Diff for: git/cmd.py

@@ -280,20 +280,20 @@ def __setstate__(self, d: Dict[str, Any]) -> None:
     """Enables debugging of GitPython's git commands."""
 
     USE_SHELL = False
-    """If True, a shell will be used when executing git commands.
+    """Deprecated. If set to True, a shell will be used when executing git commands.
 
-    This exists to avoid breaking old code that may access it, but it is no longer
-    needed and should rarely if ever be used. Prior to GitPython 2.0.8, it had a narrow
-    purpose in suppressing console windows in graphical Windows applications. In 2.0.8
-    and higher, it provides no benefit, as GitPython solves that problem more robustly
-    and safely by using the ``CREATE_NO_WINDOW`` process creation flag on Windows.
+    Prior to GitPython 2.0.8, this had a narrow purpose in suppressing console windows
+    in graphical Windows applications.

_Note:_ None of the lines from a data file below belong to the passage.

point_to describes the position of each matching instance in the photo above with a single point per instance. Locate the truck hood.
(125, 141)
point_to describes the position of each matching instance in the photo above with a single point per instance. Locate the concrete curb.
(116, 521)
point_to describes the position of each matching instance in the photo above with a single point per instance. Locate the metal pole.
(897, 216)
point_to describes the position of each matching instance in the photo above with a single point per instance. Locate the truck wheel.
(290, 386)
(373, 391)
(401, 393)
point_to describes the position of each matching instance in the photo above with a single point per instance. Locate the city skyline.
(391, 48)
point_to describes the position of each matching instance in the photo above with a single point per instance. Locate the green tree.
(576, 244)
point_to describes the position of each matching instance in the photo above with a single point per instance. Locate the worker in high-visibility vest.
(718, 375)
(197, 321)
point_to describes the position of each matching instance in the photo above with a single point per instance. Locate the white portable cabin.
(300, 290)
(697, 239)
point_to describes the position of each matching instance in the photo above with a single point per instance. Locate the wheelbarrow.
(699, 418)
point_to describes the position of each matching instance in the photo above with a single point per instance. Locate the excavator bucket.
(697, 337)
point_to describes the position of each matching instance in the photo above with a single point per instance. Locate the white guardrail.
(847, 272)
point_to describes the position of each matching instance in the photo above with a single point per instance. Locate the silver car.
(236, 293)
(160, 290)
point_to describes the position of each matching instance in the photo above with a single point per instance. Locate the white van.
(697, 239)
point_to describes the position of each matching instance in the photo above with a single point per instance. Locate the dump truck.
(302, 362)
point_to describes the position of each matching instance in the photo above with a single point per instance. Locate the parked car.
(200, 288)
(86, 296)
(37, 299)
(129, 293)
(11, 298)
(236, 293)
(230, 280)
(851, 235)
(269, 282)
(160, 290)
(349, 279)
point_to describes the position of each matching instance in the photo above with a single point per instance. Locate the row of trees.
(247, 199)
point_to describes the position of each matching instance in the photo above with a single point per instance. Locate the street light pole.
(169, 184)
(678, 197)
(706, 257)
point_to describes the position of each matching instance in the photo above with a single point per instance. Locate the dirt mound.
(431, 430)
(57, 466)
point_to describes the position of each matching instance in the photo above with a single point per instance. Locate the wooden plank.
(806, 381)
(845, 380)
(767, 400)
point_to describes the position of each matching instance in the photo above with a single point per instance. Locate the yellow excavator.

In 2.0.8 and higher, it provides no benefit, as
+    GitPython solves that problem more robustly and safely by using the
+    ``CREATE_NO_WINDOW`` process creation flag on Windows.
 
     Code that uses ``USE_SHELL = True`` or that passes ``shell=True`` to any GitPython
     functions should be updated to use the default value of ``False`` instead. ``True``
     is unsafe unless the effect of shell expansions is fully considered and accounted
     for, which is not possible under most circumstances.
 
     See:
+    - :meth:`Git.execute` (on the ``shell`` parameter).
     - https://github.com/gitpython-developers/GitPython/commit/0d9390866f9ce42870d3116094cd49e0019a970a
     - https://learn.microsoft.com/en-us/windows/win32/procthread/process-creation-flags
     """
@@ -919,7 +919,15 @@ def execute(
 
         :param shell:
             Whether to invoke commands through a shell (see `Popen(..., shell=True)`).
-            It overrides :attr:`USE_SHELL` if it is not `None`.
+            If this is not `None`, it overrides :attr:`USE_SHELL`.
+
+            Passing ``shell=True`` to this or any other GitPython function should be
+            avoided, as it is unsafe under most circumstances. This is because it is
+            typically not feasible to fully consider and account for the effect of shell
+            expansions, especially when passing ``shell=True`` to other methods that
+            forward it to :meth:`Git.execute`. Passing ``shell=True`` is also no longer
+            needed (nor useful) to work around any known operating system specific
+            issues.
 
         :param env:
             A dictionary of environment variables to be passed to :class:`subprocess.Popen`.